PARA ALCANZAR
EL CIELO
Adelina y su esposo Remigio habían trabajado
en la hacienda La Piedad toda su vida.
Ahí nacieron, crecieron, y se casaron
cuando apenas tenían quince años. No conocían otra forma de vida, sus padres
también habían nacido y vivido ahí. De hecho no se sabía desde cuando sus
antepasados habían comenzado a trabajar en la hacienda. Tenían una choza que el
viento feroz a veces, estaba a punto de derribar. Y tres hijos los acompañaban,
también destinados a crecer, vivir y morir ahí. Todos asumían su vida con
resignación, como un destino tan determinado que era impensable que no pudiera ser así.
Acostumbrados
a la violencia y abuso de su patrón; eran sumisos, callados, temerosos y
prestos a obedecer todas las órdenes. Su vida era dura, con jornadas de sol a
sol, y poco dinero, demasiado poco incluso para obtener lo más necesario con
que sobrevivir. La escuela no estaba a su alcance, así que los niños comenzaban
a ganarse el pan, casi al mismo tiempo que aprendían a caminar. El pago por su
trabajo era tan miserable que continuamente adquirían deudas. Y los intereses
que el patrón cobraba eran tan altos que la deuda crecía, con mayor rapidez que
los maizales. A pesar de las carencias logró hacerse de su propio caballo y unos pequeños ahorros.
Un día
Remigio llevó al ganado a pastar a los potreros del norte, en el camino una
culebra asustó al caballo, que encabritado se sacudió violentamente al jinete.
Quiso la mala suerte que su cabeza golpeara entre la cerca de piedras que
bordeaban el camino.
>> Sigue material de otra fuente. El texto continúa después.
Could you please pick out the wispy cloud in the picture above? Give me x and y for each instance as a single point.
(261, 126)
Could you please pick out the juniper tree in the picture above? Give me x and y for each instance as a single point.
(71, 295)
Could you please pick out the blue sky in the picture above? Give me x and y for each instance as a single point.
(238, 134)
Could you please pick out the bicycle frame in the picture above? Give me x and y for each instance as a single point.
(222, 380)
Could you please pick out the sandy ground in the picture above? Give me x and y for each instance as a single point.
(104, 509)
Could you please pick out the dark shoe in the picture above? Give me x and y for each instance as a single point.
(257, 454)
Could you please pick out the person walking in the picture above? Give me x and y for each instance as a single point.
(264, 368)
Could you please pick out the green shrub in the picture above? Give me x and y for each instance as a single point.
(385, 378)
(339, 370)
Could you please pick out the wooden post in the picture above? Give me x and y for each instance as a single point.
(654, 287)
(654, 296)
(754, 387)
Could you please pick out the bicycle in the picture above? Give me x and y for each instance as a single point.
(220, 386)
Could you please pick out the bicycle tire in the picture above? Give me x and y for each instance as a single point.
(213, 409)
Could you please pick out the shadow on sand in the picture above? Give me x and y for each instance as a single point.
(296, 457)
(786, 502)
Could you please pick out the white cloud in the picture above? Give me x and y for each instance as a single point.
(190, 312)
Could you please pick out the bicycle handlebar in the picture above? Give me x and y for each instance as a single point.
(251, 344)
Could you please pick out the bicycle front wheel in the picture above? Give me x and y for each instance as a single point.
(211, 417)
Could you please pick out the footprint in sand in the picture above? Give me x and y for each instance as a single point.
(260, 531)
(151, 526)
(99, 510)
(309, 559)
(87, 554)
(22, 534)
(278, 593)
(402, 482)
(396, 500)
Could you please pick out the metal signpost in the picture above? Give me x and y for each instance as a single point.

Un ruido seco se escuchó al romperse los huesos. Quedo
tirado, sangrante, imposibilitado para levantarse. Pasaron las horas de la
tarde y cuando el sol estaba ocultándose y Remigio no volvió a la hacienda,
otros peones fueron a buscarle. Lo
hallaron pronto, cargándolo con cuidado se lo llevaron a la hacienda, él iba
inconsciente. Al ver el estado en que se encontraba y la gravedad de la herida
en la cabeza, comprendieron que no se salvaría. Vino el cura y estuvo con él durante
sus últimos minutos, dándole su bendición. A su esposa no le permitieron verlo.
Al día
siguiente fue enterrado dentro de los mismos terrenos de la hacienda. Unas
tablas viejas fueron usadas para construirle su ataúd. El sacerdote vino a
realizar la misa y a bendecir el cuerpo. Unas cuantas flores, cortesía del hacendado,
adornaron su tumba. Después del entierro el patrón llamó a Adelina para
informarle cuál era su situación ahora que su esposo había muerto. Él era el
depositario de los bienes de Remigio y de todos sus trabajadores. Le dijo que
la última voluntad del difunto expresada al sacerdote, había sido que con su
dinero ahorrado se le pagaran unas misas para que su alma alcanzara el descanso
eterno y que por lo tanto, también vendería su caballo y usaría el pago
obtenido para el mismo propósito.
Adelina como
siempre no dijo nada, ni ella ni nadie podía atreverse a contradecir la palabra
del patrón, que además estaba avalada por el sacerdote. Esta era una práctica
que se realizaba cada que moría algún peón con alguna pequeña propiedad. Los
beneficios iban a parar a manos del sacerdote y del patrón. Era la forma en que
ellos despojaban a las viudas y huérfanos de cualquier posible beneficio que
hubieran podido recibir por los bienes del familiar muerto. Cabizbaja y triste,
ella salió de la casa con las manos vacías y con tres niños hambrientos.